The grill has become a symbol of America, much like the turkey. It stands to reason that we should put the two together and grill a turkey. However, it can be tricky, and truth be told, I kind of messed this one up. I forgot that stuffing the cavity can drastically slow the cooking process. About halfway through the grilling of this turkey, I removed what I had stuffed inside. So, even though in the pictures there is clearly stuff inside the turkey, don't stuff your turkey if you want to eat it this century! Trust me.
1. Brine the turkey the day before. Especially for grilling and smoking, you will want to brine your turkey the day before cooking. Here's a recipe for Turkey Brine. The brine will keep the turkey from getting dry as it cooks on the grill. It will also add a lot of your choice of flavoring. Be sure that the brine stays around 40 degrees F the whole time.

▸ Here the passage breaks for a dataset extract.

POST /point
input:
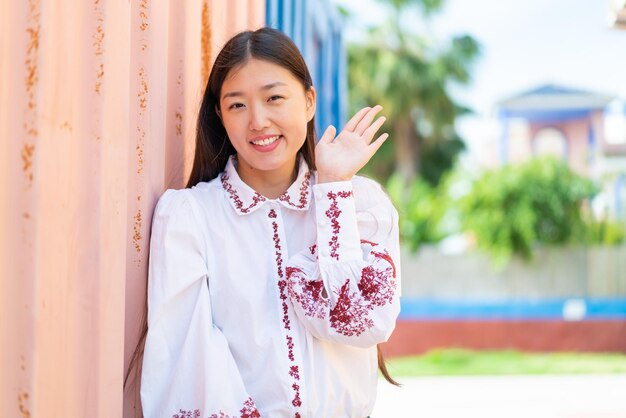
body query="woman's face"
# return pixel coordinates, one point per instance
(265, 111)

2. Prep the turkey for grilling. Remove the turkey from the brine and pat it dry with disposable paper towels. If you decide not to brine your turkey, season it inside and out with salt and pepper and anything else you choose. Clearly have stuffed the inside of this turkey, but remember my warning, and don't stuff the turkey when cooking this way. It just causes too many problems, and will delay cooking time by 1–2 hours.
3. Prep the grill for grilling a turkey. Take a disposable pie tin and put it in the middle of the grill. Then get some charcoal going, either in a charcoal chimney or in the grill. Surround the pie tin with charcoal. I used a processed charcoal because they burn longer. I also opted for the briquettes with mesquite chips to give the turkey a smoky flavor. Put the turkey in the very middle, on top of the pie tin. Turn the vents on the bottom and top of the grill to low, and put the lid on.

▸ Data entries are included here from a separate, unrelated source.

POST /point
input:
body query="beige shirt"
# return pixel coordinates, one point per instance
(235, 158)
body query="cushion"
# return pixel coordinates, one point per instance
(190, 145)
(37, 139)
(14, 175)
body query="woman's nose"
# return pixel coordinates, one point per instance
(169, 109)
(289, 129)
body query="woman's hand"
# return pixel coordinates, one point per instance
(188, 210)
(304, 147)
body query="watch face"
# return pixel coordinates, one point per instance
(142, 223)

4. Keep checking the turkey as it's cooking. It will take 3–4 hours for a 13 pound turkey if you keep the fires low and only add a few briquettes at a time. About every 30 minutes, I added 7 briquettes to each side. After 2 hours, start checking the temperature of the turkey. If it's cooking too fast, shut the vents down even more. If it's cooking too slowly, add more briquettes and open the vents a little. Once the turkey reaches 165 degrees F, remove it from the grill. Allow it to rest for 45 minutes before eating.
Begin thawing the turkey in the refrigerator 3 days before cooking. The fridge is the safest place and way to thaw a turkey.
Brine the turkey the day before you grill it to ensure that it stays juicy and delicious.
Don't stuff the turkey with anything, because the inside will stay raw for hours and hours. Even if the turkey was on fire.
If you like smoky flavors, add mesquite or hickory chips to the grill, or buy charcoal briquettes with chips in them. They work very well.
The more closed the vents, the smokier the turkey will become. This is because you will be smoldering the fire and creating more smoke. Be careful you don't put the fire out by closing the vents too much.
Keep checking the fire and the internal temperature as you grill about every 30 minutes.
Let the turkey rest for 45 minutes before you carve it.